Why? By what measure is this not simple clickbait? Because it's a well-known pattern that has been used to bait people for years already? Because it's targeted at a tech audience? Because it's written by someone from Mozilla? None of these seem like reasons not to go with a more descriptive title.
Yes, exactly, because it's a well known trope by now, it's no longer deceptive and has a completely different meaning now than originally. Originally it was click bait, now it is a shared culture joke.
It's only clickbait if you claim that you have never seen it before. Do you wish to try to claim that?
The title is exactly the same both with and without the trailing extra few words, except one is dry and one attempts to be humorous.
You may for some reason find the attempted humor intolerable, but that's more about you than the article.
There is actually still a clickbaity element, but it's not anything you complained about, it's leaving out a few words to say "on Windows by avoiding overcommittting memory" or similar. Beginning a sentence and withholding the gist so the only way to know the end is to read the article, is indeed click bait.
I generally agree, though it occurred to me that the fact it is now a cultural joke may make you want to know what's behind it, making it a second-order click bait.

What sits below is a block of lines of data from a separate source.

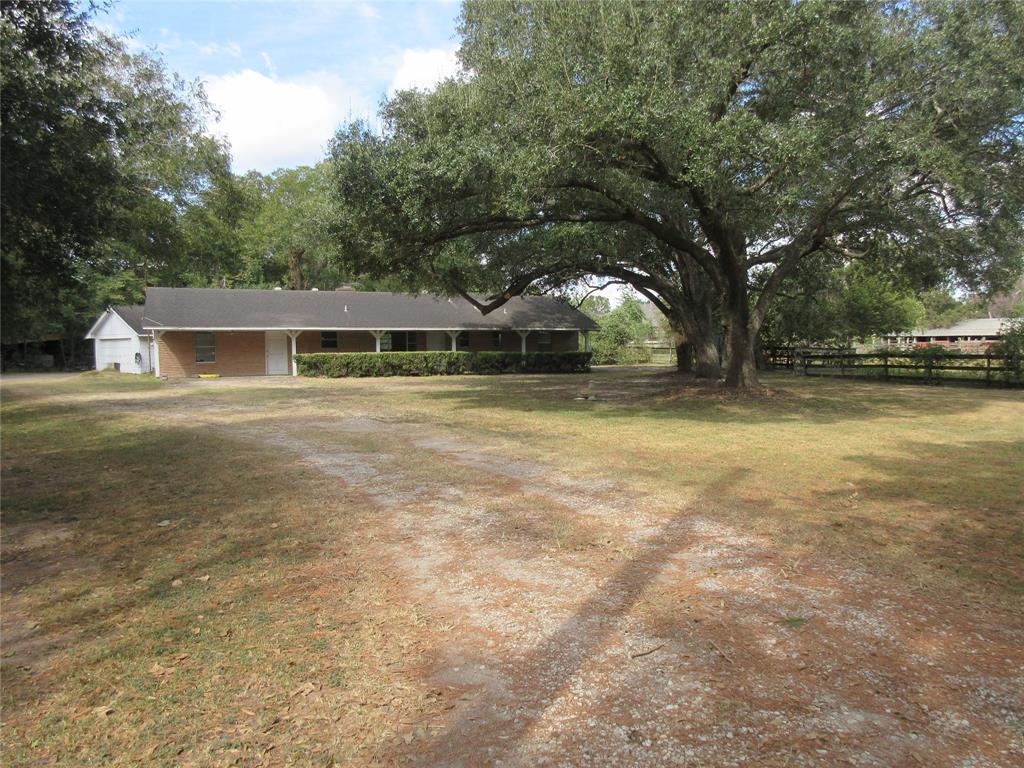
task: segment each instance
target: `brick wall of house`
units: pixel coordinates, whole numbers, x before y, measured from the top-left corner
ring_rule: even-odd
[[[160,334],[160,375],[178,378],[200,373],[219,373],[221,376],[266,374],[266,337],[262,331],[217,331],[214,338],[216,362],[197,363],[194,333],[167,331]]]

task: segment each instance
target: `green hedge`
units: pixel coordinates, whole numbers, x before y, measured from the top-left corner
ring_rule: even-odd
[[[453,376],[461,373],[584,373],[589,352],[317,352],[296,355],[299,375]]]

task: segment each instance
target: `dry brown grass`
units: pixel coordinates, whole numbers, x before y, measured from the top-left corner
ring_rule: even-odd
[[[429,742],[454,706],[431,672],[458,616],[395,568],[424,494],[460,494],[462,527],[425,529],[439,546],[505,553],[538,578],[558,561],[600,579],[642,555],[630,505],[577,503],[607,485],[638,515],[690,509],[755,537],[780,578],[809,584],[804,564],[828,561],[1019,610],[1020,393],[770,384],[737,398],[629,369],[9,379],[5,762],[389,764]],[[374,481],[351,482],[364,465]],[[405,528],[385,524],[389,504]],[[731,577],[700,577],[638,588],[633,615],[654,635],[721,622],[697,585]],[[779,611],[785,642],[815,627]]]
[[[371,762],[431,706],[422,612],[358,491],[253,441],[5,395],[8,765]]]

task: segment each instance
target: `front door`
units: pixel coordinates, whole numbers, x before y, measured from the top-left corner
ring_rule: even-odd
[[[288,334],[267,331],[267,375],[284,376],[288,373]]]

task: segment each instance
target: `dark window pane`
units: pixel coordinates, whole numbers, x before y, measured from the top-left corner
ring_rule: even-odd
[[[201,331],[195,336],[196,362],[215,363],[217,362],[217,341],[216,336],[207,331]]]

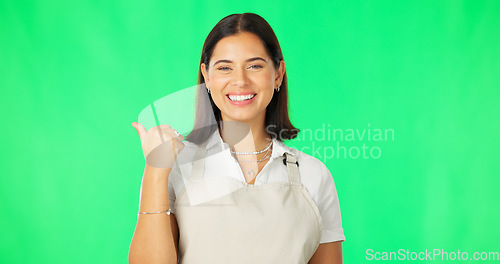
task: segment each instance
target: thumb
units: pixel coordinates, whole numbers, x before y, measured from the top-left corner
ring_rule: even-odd
[[[139,137],[141,138],[141,143],[144,142],[144,138],[146,137],[146,134],[148,131],[146,131],[146,128],[140,123],[137,122],[132,122],[132,126],[137,130],[137,134],[139,134]]]

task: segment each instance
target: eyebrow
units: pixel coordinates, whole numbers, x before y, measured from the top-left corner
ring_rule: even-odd
[[[256,60],[261,60],[261,61],[267,63],[267,61],[261,57],[253,57],[253,58],[246,60],[245,62],[252,62],[252,61],[256,61]],[[218,60],[214,63],[213,66],[217,65],[217,63],[233,63],[233,61],[232,60]]]

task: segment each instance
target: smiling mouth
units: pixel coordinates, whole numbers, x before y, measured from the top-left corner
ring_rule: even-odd
[[[229,98],[229,100],[233,101],[233,102],[243,102],[243,101],[247,101],[247,100],[251,100],[252,98],[254,98],[257,94],[248,94],[248,95],[227,95],[227,97]]]

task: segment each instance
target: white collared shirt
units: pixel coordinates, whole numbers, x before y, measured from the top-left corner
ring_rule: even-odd
[[[169,203],[174,214],[176,196],[184,189],[189,178],[188,175],[192,174],[192,160],[198,147],[189,141],[184,141],[184,144],[185,147],[178,155],[177,162],[169,176]],[[205,178],[233,177],[246,183],[240,165],[231,155],[229,145],[222,141],[219,130],[216,130],[209,137],[206,148],[208,152],[205,159]],[[262,185],[271,182],[288,181],[288,171],[286,165],[283,164],[283,154],[285,152],[296,155],[301,182],[319,209],[323,222],[320,243],[344,241],[345,237],[335,183],[330,171],[319,159],[290,148],[277,139],[273,139],[271,158],[257,175],[254,184]]]

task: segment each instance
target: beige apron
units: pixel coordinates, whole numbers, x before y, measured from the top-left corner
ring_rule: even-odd
[[[322,220],[300,181],[296,157],[283,155],[289,182],[248,185],[231,177],[205,179],[205,156],[202,145],[174,204],[179,263],[307,263],[319,246]],[[217,197],[210,186],[232,191]]]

I agree but then that makes it "dual use" clickbait, since there's always less-savvy new people coming along.
Someday it will be possible to effectively filter all info that is presented on my devices, and along with anyone/anything mentioning Trump and Musk, overly-clever articles that sound like clickbait will be gone along with the real thing.
It is click bait. It's not really deceptive. It could have been more descriptive indeed. It's hard to summarize in a title though. Probably not impossible. What would you have written?
Anyway, everything fully worked as intended for me: I had some fun reading this title, expected something interesting coming from hacks.mozilla.org and got it.